In [2]:
import torch

# Automatic gradient functionality

When you design a neural network, we humans think in a forward manner: we want data to get into the network and pass through layers and we usually can visualise what transformations of the data can or should be applied so we achieve our goal. Thus, the design and then the implementation of the so called forward pass through a network is something we humans can naturally grasp in our minds. 

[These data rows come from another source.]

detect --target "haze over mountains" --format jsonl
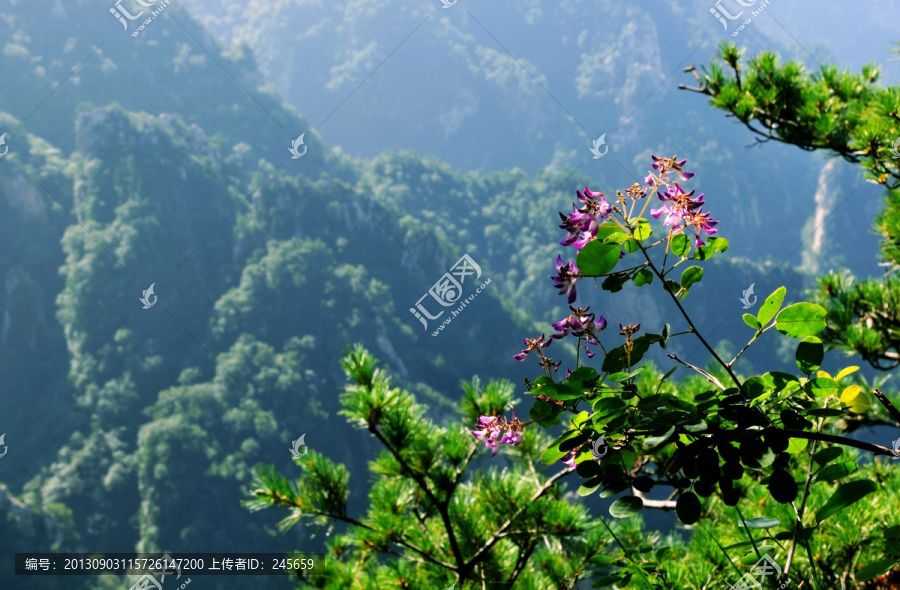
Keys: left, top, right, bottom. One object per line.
{"left": 0, "top": 1, "right": 896, "bottom": 588}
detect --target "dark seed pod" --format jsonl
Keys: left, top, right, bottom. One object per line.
{"left": 718, "top": 443, "right": 740, "bottom": 464}
{"left": 739, "top": 437, "right": 767, "bottom": 468}
{"left": 676, "top": 491, "right": 701, "bottom": 524}
{"left": 768, "top": 469, "right": 799, "bottom": 504}
{"left": 682, "top": 457, "right": 699, "bottom": 480}
{"left": 765, "top": 429, "right": 789, "bottom": 454}
{"left": 722, "top": 461, "right": 744, "bottom": 480}
{"left": 695, "top": 448, "right": 720, "bottom": 479}
{"left": 693, "top": 479, "right": 715, "bottom": 498}
{"left": 632, "top": 477, "right": 655, "bottom": 493}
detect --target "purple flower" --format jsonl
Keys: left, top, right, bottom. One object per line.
{"left": 558, "top": 187, "right": 612, "bottom": 251}
{"left": 650, "top": 155, "right": 695, "bottom": 180}
{"left": 651, "top": 204, "right": 681, "bottom": 227}
{"left": 552, "top": 256, "right": 580, "bottom": 303}
{"left": 561, "top": 451, "right": 577, "bottom": 469}
{"left": 513, "top": 334, "right": 551, "bottom": 361}
{"left": 499, "top": 430, "right": 523, "bottom": 446}
{"left": 682, "top": 210, "right": 719, "bottom": 248}
{"left": 471, "top": 411, "right": 525, "bottom": 456}
{"left": 550, "top": 306, "right": 607, "bottom": 344}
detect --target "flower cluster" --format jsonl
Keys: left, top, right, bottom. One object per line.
{"left": 550, "top": 306, "right": 607, "bottom": 358}
{"left": 647, "top": 156, "right": 718, "bottom": 247}
{"left": 552, "top": 255, "right": 581, "bottom": 304}
{"left": 471, "top": 412, "right": 525, "bottom": 456}
{"left": 558, "top": 187, "right": 613, "bottom": 251}
{"left": 513, "top": 335, "right": 551, "bottom": 361}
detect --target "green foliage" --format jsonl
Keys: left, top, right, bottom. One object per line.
{"left": 691, "top": 42, "right": 900, "bottom": 370}
{"left": 245, "top": 347, "right": 612, "bottom": 589}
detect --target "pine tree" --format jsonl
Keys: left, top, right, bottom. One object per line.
{"left": 681, "top": 41, "right": 900, "bottom": 369}
{"left": 244, "top": 346, "right": 614, "bottom": 589}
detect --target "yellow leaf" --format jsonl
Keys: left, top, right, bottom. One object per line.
{"left": 835, "top": 366, "right": 860, "bottom": 382}
{"left": 840, "top": 385, "right": 871, "bottom": 413}
{"left": 816, "top": 370, "right": 834, "bottom": 380}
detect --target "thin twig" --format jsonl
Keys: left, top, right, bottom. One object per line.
{"left": 666, "top": 353, "right": 725, "bottom": 390}
{"left": 637, "top": 239, "right": 746, "bottom": 393}
{"left": 734, "top": 504, "right": 762, "bottom": 562}
{"left": 779, "top": 428, "right": 895, "bottom": 457}
{"left": 785, "top": 419, "right": 821, "bottom": 576}
{"left": 873, "top": 389, "right": 900, "bottom": 425}
{"left": 632, "top": 487, "right": 676, "bottom": 510}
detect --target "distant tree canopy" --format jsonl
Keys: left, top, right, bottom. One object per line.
{"left": 683, "top": 41, "right": 900, "bottom": 369}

But the way that neural networks are trained requires that all transformations of the forward pass, no matter how complex, are differentiated with respect to the weights of the neural network and all those gradients play then a role in weight update. The more complex were the transformations of the forward pass, the more complex will be the calculation of corresponding gradient functions. It is very inflexible, error prone and in some cases simply imposible or very hard to execute. It is a task for a machine.

The appearance of the dynamic expression tree building with automatic gradient calculation ability let us, humans, design only the forward pass (i.e. how the data is transformed in the neural network), while the engine of the framework takes care of correctly executing the backward pass. It gave the design of neural networks unseen flexibility and gave the whole Machine Learning field the boost we are experiencing nowadays.

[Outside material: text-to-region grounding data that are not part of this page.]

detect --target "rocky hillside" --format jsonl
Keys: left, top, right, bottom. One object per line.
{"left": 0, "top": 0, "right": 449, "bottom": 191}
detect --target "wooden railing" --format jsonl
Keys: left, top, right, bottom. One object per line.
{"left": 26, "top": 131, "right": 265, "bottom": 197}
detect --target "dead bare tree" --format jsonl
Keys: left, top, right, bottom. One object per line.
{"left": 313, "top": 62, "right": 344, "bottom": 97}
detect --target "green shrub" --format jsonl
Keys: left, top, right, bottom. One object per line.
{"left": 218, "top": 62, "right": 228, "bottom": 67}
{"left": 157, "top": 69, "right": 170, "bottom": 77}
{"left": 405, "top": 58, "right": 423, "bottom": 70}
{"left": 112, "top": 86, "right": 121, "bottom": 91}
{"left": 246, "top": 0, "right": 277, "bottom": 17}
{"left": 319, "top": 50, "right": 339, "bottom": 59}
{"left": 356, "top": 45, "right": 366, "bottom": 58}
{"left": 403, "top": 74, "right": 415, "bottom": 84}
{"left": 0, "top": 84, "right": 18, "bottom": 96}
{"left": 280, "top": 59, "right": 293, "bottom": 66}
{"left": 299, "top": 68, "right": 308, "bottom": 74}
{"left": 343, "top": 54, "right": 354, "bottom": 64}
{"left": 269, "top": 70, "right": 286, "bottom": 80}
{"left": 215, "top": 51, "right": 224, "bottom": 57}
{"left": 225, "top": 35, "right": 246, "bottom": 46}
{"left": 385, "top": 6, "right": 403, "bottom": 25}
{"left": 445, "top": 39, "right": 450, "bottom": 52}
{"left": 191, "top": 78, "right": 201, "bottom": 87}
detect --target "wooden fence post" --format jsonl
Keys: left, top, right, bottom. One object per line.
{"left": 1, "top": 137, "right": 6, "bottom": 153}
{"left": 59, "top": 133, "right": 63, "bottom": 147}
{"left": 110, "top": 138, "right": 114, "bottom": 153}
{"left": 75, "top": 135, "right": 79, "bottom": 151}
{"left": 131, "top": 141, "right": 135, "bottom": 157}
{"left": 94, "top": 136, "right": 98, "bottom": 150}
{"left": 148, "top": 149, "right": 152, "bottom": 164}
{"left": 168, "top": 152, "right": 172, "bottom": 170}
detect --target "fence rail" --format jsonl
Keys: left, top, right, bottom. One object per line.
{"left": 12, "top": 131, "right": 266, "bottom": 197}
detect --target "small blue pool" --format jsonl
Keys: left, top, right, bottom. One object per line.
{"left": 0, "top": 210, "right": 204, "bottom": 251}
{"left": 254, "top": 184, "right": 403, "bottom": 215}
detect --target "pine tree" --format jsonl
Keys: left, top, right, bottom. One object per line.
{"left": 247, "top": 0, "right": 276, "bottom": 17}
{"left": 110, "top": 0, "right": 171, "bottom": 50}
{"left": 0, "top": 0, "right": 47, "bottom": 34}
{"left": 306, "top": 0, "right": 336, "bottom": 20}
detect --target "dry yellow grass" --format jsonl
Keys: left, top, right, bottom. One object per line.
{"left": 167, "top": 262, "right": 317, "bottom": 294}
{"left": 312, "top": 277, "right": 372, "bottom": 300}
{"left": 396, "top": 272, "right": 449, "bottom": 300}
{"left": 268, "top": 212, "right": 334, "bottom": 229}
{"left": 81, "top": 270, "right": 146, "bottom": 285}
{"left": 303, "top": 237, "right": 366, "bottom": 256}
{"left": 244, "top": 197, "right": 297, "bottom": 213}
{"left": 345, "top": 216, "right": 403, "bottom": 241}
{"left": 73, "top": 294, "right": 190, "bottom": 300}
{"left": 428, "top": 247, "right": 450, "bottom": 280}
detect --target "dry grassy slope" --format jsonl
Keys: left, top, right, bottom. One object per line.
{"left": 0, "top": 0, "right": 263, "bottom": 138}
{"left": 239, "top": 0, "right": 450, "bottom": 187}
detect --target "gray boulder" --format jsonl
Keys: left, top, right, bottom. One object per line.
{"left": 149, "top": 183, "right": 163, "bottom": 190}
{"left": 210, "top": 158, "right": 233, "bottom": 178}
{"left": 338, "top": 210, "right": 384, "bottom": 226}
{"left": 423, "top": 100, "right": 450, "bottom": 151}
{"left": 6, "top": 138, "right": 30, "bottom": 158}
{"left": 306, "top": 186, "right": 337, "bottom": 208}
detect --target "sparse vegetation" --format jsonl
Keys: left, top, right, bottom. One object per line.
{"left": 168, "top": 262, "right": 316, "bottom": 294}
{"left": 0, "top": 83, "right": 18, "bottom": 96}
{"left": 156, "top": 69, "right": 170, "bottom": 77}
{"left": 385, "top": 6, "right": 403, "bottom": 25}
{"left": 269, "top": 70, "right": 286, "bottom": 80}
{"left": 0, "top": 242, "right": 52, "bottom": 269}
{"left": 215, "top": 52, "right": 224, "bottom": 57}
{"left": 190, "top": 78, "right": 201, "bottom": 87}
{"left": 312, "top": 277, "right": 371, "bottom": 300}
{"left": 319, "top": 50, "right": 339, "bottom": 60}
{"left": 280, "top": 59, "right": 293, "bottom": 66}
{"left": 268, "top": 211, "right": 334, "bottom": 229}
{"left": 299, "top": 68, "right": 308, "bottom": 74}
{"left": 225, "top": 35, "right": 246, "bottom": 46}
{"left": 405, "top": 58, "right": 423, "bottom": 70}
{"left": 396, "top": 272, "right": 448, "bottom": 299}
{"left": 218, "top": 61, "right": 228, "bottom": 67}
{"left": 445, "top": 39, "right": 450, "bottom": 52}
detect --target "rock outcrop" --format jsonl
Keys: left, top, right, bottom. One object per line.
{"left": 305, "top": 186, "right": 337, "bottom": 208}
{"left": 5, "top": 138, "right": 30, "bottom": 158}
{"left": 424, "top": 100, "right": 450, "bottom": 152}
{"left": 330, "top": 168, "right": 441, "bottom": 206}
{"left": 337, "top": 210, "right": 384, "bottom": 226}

One of the examples of frameworks that support dynamic expression tree building with automatic gradient calculation ability is PyTorch.

So let's see how it works in practice in Pytorch. We don't need a neural network to see it.

Let's have $f=x^3+y^2$ as an example. 
Then you can calculate by hand: 

$\frac{\delta f}{\delta x} = 3x^2, \frac{\delta f}{\delta y} = 2y$

Concretely, as an example with which we will work some more:

$\frac{\delta f}{\delta x} |_{x=2} = 12$

$\frac{\delta f}{\delta x} |_{x=3} = 27$

$\frac{\delta f}{\delta y} |_{y=4} = 8$

$\frac{\delta f}{\delta y} |_{y=5} = 10$

You get all this automatically with PyTorch, which builds a tree of an expression that is constructed as we go. Let's have an example in Python code. 

In [3]:
x = torch.tensor([2.], requires_grad=True)
y = torch.tensor([4.], requires_grad=True)
f = x**3 + y**2
f.backward()

To calculate gradients you need to call `backward()`. Let's see if we get

$\frac{\delta f}{\delta x} |_{x=2} = 12$

$\frac{\delta f}{\delta y} |_{y=4} = 8$

as expected. The gradients of $f$ with respect to variables $x$ and $y$ are held in the `grad` field in those variables (`x.grad`, `y.grad`).

In [4]:
x.grad

tensor([12.])

In [5]:
y.grad

tensor([8.])

OK, so far so good. But the weights in a neural network are not scalars, they are multidimensional entities, most commonly they are two dimensional matrices. In PyTorch, two dimensional matrices are called tensors of order two. What if $x$ and $y$ were tensors of order two? Let's have a look

In [6]:
x = torch.tensor([[2., 3., 2.], [2., 3., 3.]], requires_grad=True)
y = torch.tensor([[4., 5., 5.], [4., 5., 5.]], requires_grad=True)
f = x**3 + y**2
f.sum().backward()

Notice the last line, `f.sum().backward()`. Recall, that to calculate gradients you need to call `backward()`, but you may call it on scalar variables only, because loss that we calculate for a neural network is a scalar. Hence, we use such a trick to force PyTorch to calculate our gradients for us.

In [7]:
x.grad

tensor([[12., 27., 12.],
        [12., 27., 27.]])

In [8]:
y.grad

tensor([[ 8., 10., 10.],
        [ 8., 10., 10.]])

OK, results are as expected (i.e. as calculated by hand earlier)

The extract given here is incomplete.